A collection of tools for creating language learning materials from SRT subtitles and CSV files. Generate Anki flashcards and PDF study materials with automatic vocabulary analysis and optional text-to-speech audio.
- Extract vocabulary from SRT subtitle files using LLM analysis
- Import vocabulary from CSV files with flexible field mapping
- Generate Anki decks (.apkg) with:
- Term, reading, meaning
- Context sentences with translations
- Optional text-to-speech audio
- Create PDF flashcards with ruby annotations
- Web interface for file uploads and processing
- Command-line interface for batch processing
This project uses the normal pyproject.toml
configuration.

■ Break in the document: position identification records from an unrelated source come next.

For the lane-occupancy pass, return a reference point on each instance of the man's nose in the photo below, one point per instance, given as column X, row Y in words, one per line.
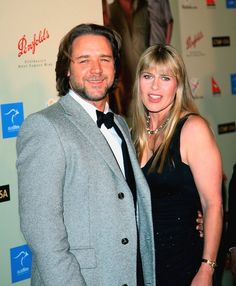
column 96, row 67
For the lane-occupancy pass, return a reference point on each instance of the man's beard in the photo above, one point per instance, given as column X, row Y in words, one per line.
column 81, row 91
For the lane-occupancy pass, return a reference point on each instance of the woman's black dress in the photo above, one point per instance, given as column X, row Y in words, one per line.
column 175, row 202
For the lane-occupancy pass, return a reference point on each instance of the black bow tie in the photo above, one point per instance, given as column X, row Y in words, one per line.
column 107, row 119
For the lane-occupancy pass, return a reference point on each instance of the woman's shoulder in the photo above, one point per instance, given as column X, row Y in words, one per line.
column 196, row 129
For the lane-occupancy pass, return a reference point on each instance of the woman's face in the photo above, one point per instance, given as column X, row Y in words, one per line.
column 158, row 88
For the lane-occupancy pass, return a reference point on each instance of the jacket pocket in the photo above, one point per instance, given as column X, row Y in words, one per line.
column 85, row 256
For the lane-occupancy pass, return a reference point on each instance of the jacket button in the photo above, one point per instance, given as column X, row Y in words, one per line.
column 121, row 196
column 124, row 241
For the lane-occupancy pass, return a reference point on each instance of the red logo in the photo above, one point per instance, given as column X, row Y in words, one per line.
column 192, row 41
column 25, row 46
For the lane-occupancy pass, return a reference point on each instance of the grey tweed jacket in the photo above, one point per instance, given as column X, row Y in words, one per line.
column 71, row 213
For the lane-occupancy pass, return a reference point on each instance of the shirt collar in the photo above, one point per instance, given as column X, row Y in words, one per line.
column 88, row 107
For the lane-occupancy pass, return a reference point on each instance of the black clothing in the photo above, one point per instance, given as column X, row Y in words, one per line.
column 175, row 202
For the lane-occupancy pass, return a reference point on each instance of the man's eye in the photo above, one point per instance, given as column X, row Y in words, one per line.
column 147, row 76
column 165, row 78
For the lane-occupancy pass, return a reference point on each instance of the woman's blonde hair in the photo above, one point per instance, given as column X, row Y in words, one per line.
column 167, row 58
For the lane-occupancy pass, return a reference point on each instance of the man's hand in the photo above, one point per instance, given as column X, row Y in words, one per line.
column 200, row 225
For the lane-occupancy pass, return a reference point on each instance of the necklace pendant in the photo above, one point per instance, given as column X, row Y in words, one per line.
column 158, row 129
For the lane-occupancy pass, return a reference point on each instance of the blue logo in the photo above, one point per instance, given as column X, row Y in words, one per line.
column 21, row 263
column 12, row 118
column 233, row 83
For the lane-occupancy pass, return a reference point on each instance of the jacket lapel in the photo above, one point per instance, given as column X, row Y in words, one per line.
column 81, row 119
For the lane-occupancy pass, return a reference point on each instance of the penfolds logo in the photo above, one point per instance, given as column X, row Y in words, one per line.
column 25, row 46
column 192, row 41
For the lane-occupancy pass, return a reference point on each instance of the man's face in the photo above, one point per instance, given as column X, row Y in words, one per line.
column 92, row 68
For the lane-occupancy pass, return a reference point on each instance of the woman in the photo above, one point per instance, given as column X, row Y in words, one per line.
column 182, row 164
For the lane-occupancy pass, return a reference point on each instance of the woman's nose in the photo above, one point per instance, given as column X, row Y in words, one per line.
column 155, row 83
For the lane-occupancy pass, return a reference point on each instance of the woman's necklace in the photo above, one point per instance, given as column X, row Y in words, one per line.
column 158, row 129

You can use
(uv)[https://astral.sh/uv/] to automatically handle environments and
installation.
curl -LsSf https://astral.sh/uv/install.sh | sh
By default, the app uses Gemini Flash to handle translation and example sentence context. You'll need a Gemini API Key to run it locally. The quickest way to get a key is via AI Studio: https://aistudio.google.com/apikey. Set the key in your environment before running the app:
export GEMINI_API_KEY=...
You can generate flashcards in either Anki (apkg) or PDF format. When generating
Anki packages, use the --audio
flag to additionally generate TTS audio. TTS
uses Google Cloud APIs, so you'll need to register for a Cloud Account setup the
CLI and use gcloud auth application-default login
if you want to generate
audio.
The main entry points are flashcards_from_csv
and flashcards_from_srt
. When
generating from a CSV, you can have the LLM infer a field mapping, or specify
your own. By default the output file is written to out/[input].{pdf|apkg}
.
uv run scripts/main.py flashcards_from_csv ./sample/n5.csv # inferred mapping
uv run scripts/main.py flashcards_from_csv ./sample/n5.csv --mapping=level=A,term=B
When generating an Anki package, you can specify the deck name and optionally output TTS audio for the term and translation:
uv run scripts/main.py flashcards_from_csv ./sample/n5.csv [--audio] [--deck-name=JLPT::N5]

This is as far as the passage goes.